Thanks. Regarding point 2, did I understand correct that there can be several files for input? What would be the syntax for inputting more than one file?
No just the one. It would be simple for me to switch to globbing (e.g. /foo/bar/baz/*.csv
) though which is a good idea as you could provide a single math or multiple with one path.
Finally I'm not sure I understand what you mean with "pretty much constantly"...my site list is about 4 million sites initially, and then new sites come every day maybe in the order of 10^4 to 10^5 and it's hard to imagine your use-case would be much different i.e. such a scan would easily be processed in a small fraction of a day.
We scan between 10^5 and 10^6 daily over a dynamic list of sites rather than one hard coded list (we write them to a mounted share based upon what we've seen over the past few hours). Due to the list changing frequently we just leave the process to loop over. I'm not sure how long it'll take to scan ~4 million domains but I'll grab a domains list and do some testing.
Thanks for making this available.
Can you explain the use logic for the system a little.

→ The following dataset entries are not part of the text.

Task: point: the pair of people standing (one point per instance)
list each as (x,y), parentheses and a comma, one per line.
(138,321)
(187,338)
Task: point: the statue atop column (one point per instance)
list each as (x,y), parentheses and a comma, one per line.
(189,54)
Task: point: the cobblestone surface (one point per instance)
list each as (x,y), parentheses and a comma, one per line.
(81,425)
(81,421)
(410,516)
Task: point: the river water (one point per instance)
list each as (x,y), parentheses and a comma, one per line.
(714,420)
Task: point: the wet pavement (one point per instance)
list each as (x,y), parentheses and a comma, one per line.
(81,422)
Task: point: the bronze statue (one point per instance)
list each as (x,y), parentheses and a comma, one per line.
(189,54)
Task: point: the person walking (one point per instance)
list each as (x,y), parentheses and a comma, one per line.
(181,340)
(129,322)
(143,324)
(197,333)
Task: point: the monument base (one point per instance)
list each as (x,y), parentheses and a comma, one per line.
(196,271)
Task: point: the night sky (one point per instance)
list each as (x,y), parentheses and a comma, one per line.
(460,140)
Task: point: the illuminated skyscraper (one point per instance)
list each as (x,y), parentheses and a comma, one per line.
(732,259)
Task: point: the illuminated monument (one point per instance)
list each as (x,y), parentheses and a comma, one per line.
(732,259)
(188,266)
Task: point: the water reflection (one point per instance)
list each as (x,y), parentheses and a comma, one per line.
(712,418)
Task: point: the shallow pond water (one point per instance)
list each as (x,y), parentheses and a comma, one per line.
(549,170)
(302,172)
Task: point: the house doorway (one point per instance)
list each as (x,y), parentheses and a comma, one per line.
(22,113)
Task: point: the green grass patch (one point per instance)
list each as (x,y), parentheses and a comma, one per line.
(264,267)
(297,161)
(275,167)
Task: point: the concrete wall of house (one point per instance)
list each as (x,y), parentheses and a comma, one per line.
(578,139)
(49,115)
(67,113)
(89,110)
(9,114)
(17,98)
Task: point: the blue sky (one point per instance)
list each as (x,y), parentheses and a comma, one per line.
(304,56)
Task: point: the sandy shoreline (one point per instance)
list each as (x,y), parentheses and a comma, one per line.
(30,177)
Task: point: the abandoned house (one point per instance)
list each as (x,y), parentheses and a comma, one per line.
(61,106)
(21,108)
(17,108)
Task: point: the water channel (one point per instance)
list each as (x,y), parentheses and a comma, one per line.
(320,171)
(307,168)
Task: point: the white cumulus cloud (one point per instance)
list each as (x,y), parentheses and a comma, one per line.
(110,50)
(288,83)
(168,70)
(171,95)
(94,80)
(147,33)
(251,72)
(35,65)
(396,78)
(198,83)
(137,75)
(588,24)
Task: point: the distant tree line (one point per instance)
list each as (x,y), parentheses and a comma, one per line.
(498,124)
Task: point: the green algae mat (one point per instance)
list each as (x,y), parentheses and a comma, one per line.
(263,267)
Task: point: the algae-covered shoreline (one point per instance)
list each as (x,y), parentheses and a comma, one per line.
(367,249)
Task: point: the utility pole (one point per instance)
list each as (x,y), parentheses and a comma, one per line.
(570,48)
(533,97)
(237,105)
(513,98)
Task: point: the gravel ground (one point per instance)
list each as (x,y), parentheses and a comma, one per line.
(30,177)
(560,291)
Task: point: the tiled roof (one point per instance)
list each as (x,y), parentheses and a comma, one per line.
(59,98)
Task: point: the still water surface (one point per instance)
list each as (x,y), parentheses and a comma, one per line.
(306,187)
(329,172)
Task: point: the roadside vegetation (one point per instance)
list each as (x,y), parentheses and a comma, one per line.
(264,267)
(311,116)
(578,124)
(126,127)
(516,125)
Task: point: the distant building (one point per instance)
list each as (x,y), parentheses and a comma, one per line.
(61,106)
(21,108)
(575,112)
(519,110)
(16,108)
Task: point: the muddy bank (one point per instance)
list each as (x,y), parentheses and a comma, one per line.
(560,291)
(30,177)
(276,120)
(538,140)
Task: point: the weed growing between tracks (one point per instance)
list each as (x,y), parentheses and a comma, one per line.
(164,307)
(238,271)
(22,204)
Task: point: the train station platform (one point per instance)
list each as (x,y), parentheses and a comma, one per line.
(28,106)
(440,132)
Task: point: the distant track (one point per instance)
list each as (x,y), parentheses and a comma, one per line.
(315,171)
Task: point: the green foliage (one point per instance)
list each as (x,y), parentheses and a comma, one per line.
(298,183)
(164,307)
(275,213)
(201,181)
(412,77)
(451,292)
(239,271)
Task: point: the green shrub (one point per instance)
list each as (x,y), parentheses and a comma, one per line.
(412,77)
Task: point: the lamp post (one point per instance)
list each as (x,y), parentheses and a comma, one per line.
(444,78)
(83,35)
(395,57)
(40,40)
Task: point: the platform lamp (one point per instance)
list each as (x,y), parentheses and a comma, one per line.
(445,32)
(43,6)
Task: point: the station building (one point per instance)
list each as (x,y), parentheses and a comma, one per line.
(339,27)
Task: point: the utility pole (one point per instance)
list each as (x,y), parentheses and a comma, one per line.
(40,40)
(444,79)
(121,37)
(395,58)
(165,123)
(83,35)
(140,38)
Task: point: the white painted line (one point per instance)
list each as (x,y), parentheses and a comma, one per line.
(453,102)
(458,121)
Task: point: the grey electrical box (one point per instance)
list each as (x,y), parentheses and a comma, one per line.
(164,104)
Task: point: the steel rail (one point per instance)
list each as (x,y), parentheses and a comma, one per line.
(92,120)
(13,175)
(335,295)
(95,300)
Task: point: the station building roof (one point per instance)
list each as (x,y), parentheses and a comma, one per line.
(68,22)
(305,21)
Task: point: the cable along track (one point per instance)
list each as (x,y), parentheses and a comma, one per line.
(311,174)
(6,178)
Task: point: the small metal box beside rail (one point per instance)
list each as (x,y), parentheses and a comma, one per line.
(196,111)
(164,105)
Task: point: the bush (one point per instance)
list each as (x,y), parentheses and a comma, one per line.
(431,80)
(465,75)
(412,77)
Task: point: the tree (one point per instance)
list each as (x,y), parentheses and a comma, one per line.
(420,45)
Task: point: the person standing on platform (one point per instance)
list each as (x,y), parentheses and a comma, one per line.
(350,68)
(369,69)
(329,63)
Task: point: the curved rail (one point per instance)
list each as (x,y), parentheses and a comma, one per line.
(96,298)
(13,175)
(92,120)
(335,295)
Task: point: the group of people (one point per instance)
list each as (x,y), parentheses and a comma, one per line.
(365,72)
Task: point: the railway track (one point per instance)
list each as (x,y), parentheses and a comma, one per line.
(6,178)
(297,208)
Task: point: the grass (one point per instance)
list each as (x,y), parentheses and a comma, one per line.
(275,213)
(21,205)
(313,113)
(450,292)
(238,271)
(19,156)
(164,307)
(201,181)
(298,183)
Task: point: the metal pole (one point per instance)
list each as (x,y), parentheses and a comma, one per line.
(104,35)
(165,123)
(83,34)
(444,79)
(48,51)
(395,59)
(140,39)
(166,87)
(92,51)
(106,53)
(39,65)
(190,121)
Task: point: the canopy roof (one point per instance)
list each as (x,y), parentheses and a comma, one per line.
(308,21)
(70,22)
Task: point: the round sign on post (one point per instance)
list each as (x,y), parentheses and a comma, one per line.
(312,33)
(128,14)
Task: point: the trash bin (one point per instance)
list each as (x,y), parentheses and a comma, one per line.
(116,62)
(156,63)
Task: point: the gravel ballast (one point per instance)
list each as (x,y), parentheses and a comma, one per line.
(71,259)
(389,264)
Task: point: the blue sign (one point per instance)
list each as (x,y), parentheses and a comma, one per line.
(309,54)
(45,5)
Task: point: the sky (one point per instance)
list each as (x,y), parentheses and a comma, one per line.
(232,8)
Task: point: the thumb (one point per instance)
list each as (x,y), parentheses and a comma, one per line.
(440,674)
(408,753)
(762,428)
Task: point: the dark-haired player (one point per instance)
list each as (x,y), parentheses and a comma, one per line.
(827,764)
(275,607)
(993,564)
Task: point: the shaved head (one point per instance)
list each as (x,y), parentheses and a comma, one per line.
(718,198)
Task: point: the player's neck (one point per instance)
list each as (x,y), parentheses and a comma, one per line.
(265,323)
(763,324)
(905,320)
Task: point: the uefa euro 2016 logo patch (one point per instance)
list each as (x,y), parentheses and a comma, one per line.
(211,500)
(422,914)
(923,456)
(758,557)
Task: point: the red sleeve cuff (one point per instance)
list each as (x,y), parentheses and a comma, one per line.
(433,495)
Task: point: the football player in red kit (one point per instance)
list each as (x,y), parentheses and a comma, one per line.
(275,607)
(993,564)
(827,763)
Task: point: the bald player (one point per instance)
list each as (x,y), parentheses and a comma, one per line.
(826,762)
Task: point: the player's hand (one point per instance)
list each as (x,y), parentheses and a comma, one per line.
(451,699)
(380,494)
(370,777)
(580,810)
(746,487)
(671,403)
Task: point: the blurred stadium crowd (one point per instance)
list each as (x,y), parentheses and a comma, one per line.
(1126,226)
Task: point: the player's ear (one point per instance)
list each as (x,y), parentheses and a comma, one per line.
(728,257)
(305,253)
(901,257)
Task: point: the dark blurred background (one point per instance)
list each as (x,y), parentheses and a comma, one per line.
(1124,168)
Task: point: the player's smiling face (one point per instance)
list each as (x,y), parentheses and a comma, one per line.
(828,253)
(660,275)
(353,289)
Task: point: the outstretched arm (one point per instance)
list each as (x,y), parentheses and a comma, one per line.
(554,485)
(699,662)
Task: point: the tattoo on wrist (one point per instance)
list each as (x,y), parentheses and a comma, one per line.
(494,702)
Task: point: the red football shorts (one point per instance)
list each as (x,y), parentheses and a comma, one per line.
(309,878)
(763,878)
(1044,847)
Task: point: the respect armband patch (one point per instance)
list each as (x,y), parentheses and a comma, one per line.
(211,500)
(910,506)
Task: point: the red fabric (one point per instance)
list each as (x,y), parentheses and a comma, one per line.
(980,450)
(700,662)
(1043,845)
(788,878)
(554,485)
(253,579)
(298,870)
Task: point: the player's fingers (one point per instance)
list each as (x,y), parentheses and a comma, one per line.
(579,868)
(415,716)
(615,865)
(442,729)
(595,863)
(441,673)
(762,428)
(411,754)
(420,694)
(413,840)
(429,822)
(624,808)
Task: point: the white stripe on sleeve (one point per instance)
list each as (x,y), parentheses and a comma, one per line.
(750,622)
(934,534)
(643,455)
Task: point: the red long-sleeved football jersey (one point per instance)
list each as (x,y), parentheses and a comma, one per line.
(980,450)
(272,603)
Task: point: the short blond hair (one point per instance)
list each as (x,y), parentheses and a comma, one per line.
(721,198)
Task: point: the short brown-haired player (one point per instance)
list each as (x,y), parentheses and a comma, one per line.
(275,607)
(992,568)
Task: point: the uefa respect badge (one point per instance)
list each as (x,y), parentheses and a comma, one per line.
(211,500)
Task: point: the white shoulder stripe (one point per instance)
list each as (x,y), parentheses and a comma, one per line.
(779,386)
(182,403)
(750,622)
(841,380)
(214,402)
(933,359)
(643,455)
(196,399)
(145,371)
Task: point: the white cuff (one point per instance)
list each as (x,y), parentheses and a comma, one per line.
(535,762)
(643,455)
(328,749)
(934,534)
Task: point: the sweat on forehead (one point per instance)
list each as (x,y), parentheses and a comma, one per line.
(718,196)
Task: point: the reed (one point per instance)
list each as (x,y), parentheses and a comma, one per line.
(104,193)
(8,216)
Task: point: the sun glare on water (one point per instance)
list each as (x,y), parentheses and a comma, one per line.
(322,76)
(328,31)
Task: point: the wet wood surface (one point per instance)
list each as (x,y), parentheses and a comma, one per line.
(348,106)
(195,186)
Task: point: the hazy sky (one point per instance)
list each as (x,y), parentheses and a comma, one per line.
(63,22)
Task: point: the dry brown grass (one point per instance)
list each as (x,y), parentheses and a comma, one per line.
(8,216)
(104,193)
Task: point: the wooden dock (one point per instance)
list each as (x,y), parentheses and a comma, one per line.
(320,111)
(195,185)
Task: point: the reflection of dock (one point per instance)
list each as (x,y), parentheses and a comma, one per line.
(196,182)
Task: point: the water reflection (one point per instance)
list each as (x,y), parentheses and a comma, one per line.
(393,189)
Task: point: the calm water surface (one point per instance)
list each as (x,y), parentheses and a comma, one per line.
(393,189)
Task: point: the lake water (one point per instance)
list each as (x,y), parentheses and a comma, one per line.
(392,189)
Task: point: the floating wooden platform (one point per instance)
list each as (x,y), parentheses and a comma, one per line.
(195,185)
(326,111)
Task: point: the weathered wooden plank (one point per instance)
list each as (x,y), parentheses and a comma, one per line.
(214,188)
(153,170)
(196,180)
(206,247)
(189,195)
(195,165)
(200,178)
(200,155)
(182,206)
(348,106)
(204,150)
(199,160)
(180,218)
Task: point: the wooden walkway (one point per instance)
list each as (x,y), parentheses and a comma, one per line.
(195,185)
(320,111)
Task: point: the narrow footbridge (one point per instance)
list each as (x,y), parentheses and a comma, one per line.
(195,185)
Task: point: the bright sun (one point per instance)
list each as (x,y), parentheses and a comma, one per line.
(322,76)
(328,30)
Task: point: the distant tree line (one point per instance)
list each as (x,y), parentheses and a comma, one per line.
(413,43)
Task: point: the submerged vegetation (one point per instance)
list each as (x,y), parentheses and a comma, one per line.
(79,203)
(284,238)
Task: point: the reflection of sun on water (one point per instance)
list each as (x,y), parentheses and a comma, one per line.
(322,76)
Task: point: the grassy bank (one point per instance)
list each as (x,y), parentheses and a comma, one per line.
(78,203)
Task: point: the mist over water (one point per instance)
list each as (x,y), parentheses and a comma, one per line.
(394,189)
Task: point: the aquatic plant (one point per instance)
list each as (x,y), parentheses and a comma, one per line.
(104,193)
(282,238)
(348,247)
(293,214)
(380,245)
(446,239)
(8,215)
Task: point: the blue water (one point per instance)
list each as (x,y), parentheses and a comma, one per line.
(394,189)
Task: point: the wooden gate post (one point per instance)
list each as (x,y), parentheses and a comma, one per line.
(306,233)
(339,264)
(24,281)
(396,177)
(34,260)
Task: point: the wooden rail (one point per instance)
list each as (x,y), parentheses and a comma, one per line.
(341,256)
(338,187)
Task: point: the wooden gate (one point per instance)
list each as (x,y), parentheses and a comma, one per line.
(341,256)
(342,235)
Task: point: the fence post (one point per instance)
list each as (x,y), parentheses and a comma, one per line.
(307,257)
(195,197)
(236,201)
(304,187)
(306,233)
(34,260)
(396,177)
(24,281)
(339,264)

1) is it correct that first the system will fetch the data and once the list of sites have been handled, the database will be updated fully OR db is updated on the fly
2) once the list of sites is handled the program ends up in a roughly once per 300ms loop where the output is:
What's the point of this? If the idea is that when the text field is updated with new domains, those will be scanned, that's not happening.
3) There is also the issue where many runs end up with a lot of NULL values (instead of 0 or 1) in the adstext_present variable
Do you think you could test once in your end with sqllite and once with mysql, and then based on that provide the actual code complete example in the README for both. Something where the user literally needs to do nothing but replace the parameters with their own information.
I think that would be really useful for those interested in adopting this.